La caduta del miraggio federalista, che la Comunità europea di difesa (CED) aveva per un breve tratto fatto emergere, l’attenuazione del fervore riformatore dell’epoca di De Gasperi, conduceva necessariamente verso un approccio più pragmatico. Fu Altiero Spinelli a suggerire a Jean Monnet il nome di G. come suo collaboratore per l’Italia.
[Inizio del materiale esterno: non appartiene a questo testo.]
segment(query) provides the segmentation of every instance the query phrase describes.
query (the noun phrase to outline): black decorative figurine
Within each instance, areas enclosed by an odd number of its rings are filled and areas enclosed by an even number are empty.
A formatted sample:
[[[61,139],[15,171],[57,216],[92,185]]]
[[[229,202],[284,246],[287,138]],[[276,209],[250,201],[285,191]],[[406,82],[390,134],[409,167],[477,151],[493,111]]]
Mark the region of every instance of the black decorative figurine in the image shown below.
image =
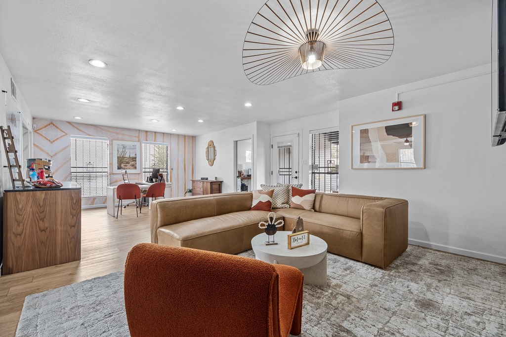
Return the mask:
[[[258,226],[262,229],[265,229],[265,233],[267,234],[267,240],[265,242],[266,245],[277,245],[278,243],[274,242],[274,234],[278,231],[278,227],[281,227],[284,224],[284,221],[282,220],[278,220],[276,221],[276,213],[271,212],[267,215],[267,222],[262,221],[258,224]],[[262,226],[262,225],[264,225]],[[272,235],[272,240],[271,241],[271,235]]]

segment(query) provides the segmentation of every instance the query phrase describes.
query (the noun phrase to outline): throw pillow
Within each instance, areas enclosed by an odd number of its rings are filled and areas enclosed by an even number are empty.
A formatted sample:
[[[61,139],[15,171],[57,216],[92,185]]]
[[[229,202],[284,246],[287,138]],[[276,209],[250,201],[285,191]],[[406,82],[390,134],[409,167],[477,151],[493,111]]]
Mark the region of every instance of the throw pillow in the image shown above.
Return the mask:
[[[313,209],[313,204],[314,204],[315,197],[316,196],[316,189],[301,189],[292,187],[291,195],[290,208],[314,211]]]
[[[274,189],[266,191],[254,190],[251,211],[270,212],[272,210],[272,194],[274,192]]]
[[[286,186],[273,186],[272,185],[260,185],[262,189],[265,191],[269,189],[274,189],[274,192],[272,195],[272,208],[288,208],[289,205],[283,206],[283,204],[286,203],[288,199],[288,188]]]
[[[286,201],[283,203],[282,208],[288,208],[290,207],[290,203],[291,202],[291,187],[300,188],[302,187],[302,184],[282,184],[278,182],[276,186],[286,186],[288,188],[288,199],[286,199]]]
Ed egli svolse poi quella funzione per un decennio con grande intelligenza, tanto da meritarsi il soprannome di “occhio di Monnet” a Roma. La sua buona formazione culturale e la sua giovanile passione politica ne facevano un attento osservatore delle cose italiane, consapevole degli ostacoli che un processo di integrazione europea trovava nell’arena politica italiana (v. Integrazione, teorie della; Integrazione, metodo della). De Gasperi aveva reso maggioritario un indirizzo che non era tale nemmeno nella coalizione di governo che lo sorreggeva, incominciando dal suo partito, la Democrazia cristiana, in cui si riflettevano molte delle resistenze conservatrici, contrarie alla liberalizzazione degli scambi e a vincoli alla sovranità nazionale. Di contro i comunisti rappresentavano allora un muro ostile a qualsivoglia politica europea e i socialisti, a cui G. guardava con interesse, attraversavano un processo di assai lenta maturazione.

Le analisi acute di G. (assai pochi erano coloro, in quello scorcio degli anni Cinquanta, che si occupavano di questioni europee) trovano riscontro nell’intenso carteggio che egli intrattenne con Jean Monnet, che se ne fidava e lo utilizzava come tramite per le sue iniziative, a livello politico e governativo. Ne fanno fede anche i numerosi articoli che G. scrisse su riviste come “Nord e Sud” e “il Mulino” e sulla stampa italiana, segnatamente sul giornale del padronato “24 Ore”. Ma la testimonianza maggiore è data dal suo libro, La nuova frontiera (1959), il cui titolo era la metafora del suo meridionalismo e nel quale analizzava le tradizioni culturali e le forze politiche dei diversi paesi europei, tra vecchie remore e nuovi impulsi sulla strada dell’Europa.